Philip Morris has also reportedly carried out several marketing campaigns directly mentioning Iqos, presenting the product as a "smoke-free" and a "reduced-risk" alternative, encouraging consumers to quit smoking or switch to Iqos.

=== Youth-oriented marketing ===
In 2019, Reuters reported that Philip Morris was using social media influencers in several countries to make them "ambassadors" for the brand and promote Iqos to a young audience. PMI responded that it would cease use of influencers.

Also in 2020, a report on Philip Morris' Iqos implementation strategy in Australia pointed out that "Philip Morris has strongly lobbied the Australian government to legalize heated tobacco products, while simultaneously making plans to sell Iqos at young adult-friendly premises such as bars, clubs and pubs if its proposed legislative changes are made."

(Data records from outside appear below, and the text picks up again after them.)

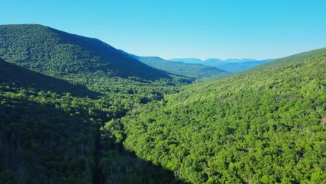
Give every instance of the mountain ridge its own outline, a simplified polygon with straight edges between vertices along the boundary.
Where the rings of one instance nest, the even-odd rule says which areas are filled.
[[[1,57],[44,74],[71,77],[72,73],[97,72],[148,79],[171,78],[96,38],[40,24],[0,25],[0,33]]]

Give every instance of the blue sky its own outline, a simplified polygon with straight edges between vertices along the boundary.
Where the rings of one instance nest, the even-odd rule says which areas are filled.
[[[140,56],[273,59],[326,47],[325,0],[1,1],[0,24],[40,24]]]

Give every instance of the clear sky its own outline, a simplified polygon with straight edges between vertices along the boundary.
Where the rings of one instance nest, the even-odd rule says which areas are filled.
[[[140,56],[274,59],[326,47],[325,0],[1,0],[35,23]]]

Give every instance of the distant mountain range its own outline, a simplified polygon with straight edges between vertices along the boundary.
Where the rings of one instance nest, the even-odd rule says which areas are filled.
[[[211,58],[201,60],[196,58],[179,58],[171,59],[169,61],[174,62],[183,62],[185,63],[197,63],[210,66],[214,66],[230,72],[241,72],[258,65],[261,65],[272,61],[272,59],[256,60],[254,59],[228,59],[222,60],[220,59]]]
[[[165,60],[158,56],[139,56],[129,54],[121,50],[123,53],[136,59],[142,63],[159,70],[170,73],[183,75],[189,77],[211,77],[213,75],[223,75],[227,72],[214,66],[199,63],[185,63],[183,62],[173,62]]]

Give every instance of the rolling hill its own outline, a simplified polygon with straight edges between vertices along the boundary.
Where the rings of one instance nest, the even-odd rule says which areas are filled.
[[[173,62],[157,56],[139,56],[124,51],[122,52],[149,66],[179,75],[199,78],[228,74],[226,71],[215,67],[202,64]]]
[[[170,78],[98,39],[38,24],[1,25],[0,36],[0,57],[47,75]]]
[[[194,58],[180,58],[172,59],[169,61],[175,62],[183,62],[185,63],[200,63],[202,65],[210,66],[220,68],[229,72],[239,72],[256,66],[269,62],[272,59],[256,60],[252,59],[228,59],[222,60],[219,59],[211,58],[202,61]]]
[[[191,183],[323,183],[325,68],[319,49],[191,85],[125,117],[125,145]]]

== Criticism and controversies ==

In December 2017, Reuters published documents and testimonies from former employees alleging irregularities in the clinical trials conducted by PMI for the approval of the Iqos product by the U.S. FDA. This investigative work reported that Philip Morris was lobbying to block or weaken the provisions made under the WHO Framework Convention on Tobacco Control (FCTC), going against the idea that the company would support a smoke-free future.

=== Patent ===

In September 2021, the U.S. International Trade Commission ruled that Philip Morris International and its commercial partner Altria must stop the sale and import of the Iqos device in the United States because of a patent case filed by R.J. Reynolds. The U.S. International Trade Commission found that the cigarette alternative infringed on two of Reynolds' patents. Philip Morris International announced its plans to appeal the trade agency's decision. The disagreement with British American Tobacco (BAT) got resolved in February 2024. PMI and BAT came to a non-monetary agreement that settled the ongoing patent infringement lawsuits between them regarding their heated tobacco and vapor products.